/ncc-tensorflow-example

Durham NCC TensorFlow example

Primary LanguagePython

Durham NCC TensorFlow example

This example is based on https://www.tensorflow.org/tutorials/keras/classification and has been adapted to work on NCC.

Creating a virtual environment and installing

Run the following commands to create a Python virtual environment and install torch in the environment.

virtualenv3 env
source env/bin/activate
pip install tensorflow-gpu

Note that every time that you would like to work on this project, you must source this environment with:

source env/bin/activate

Configuring your SLURM jobs

Have a look at the example SLURM batch file called example.slurm. This file defines how much resource to allocate to your job and how to run it. The file is divided in two parts. The first few lines starting with #SBATCH are interpreted by SLURM itself and used to determine how much resource to allocate to the job. The second part is a regular shell script which will be run on the compute node.

Running your code

To submit a job:

sbatch example.slurm

This command will send your job to the job queue and output the ID of the job.
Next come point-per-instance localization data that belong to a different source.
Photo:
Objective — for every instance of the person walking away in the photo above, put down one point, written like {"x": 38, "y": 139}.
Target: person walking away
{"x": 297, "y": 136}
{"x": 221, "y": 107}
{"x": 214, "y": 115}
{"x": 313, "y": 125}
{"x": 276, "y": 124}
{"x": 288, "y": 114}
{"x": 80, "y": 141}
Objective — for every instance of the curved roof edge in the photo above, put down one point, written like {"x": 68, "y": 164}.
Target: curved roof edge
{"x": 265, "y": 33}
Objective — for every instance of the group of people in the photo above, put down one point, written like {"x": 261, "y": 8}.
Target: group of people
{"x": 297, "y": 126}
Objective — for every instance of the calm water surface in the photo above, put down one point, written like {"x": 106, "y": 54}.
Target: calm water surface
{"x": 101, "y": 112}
To check the status of your job:

squeue

Look for the job id. Note that if you can’t find your job in the list, this means that your job already completed; this often happens if there was an error early on and your job crashed within seconds of starting.

The job output is written by SLURM in a file called slurm-JOBID.out. This file is written in real time however it might be updated only once in a while if your application is caching stdio. To avoid this problem with python, python must be run with the -u option (see example.slurm).

You can also cancel a job using:

scancel JOBID

While your job is running, start the program called stop (for SLURM top). It is similar to the well known Linux tool htop but adapted to SLURM. It will show a few real-time statistics about your job. This is useful to spot issues such as: not using the GPU, underutilising the GPU, high CPU or memory usage, etc.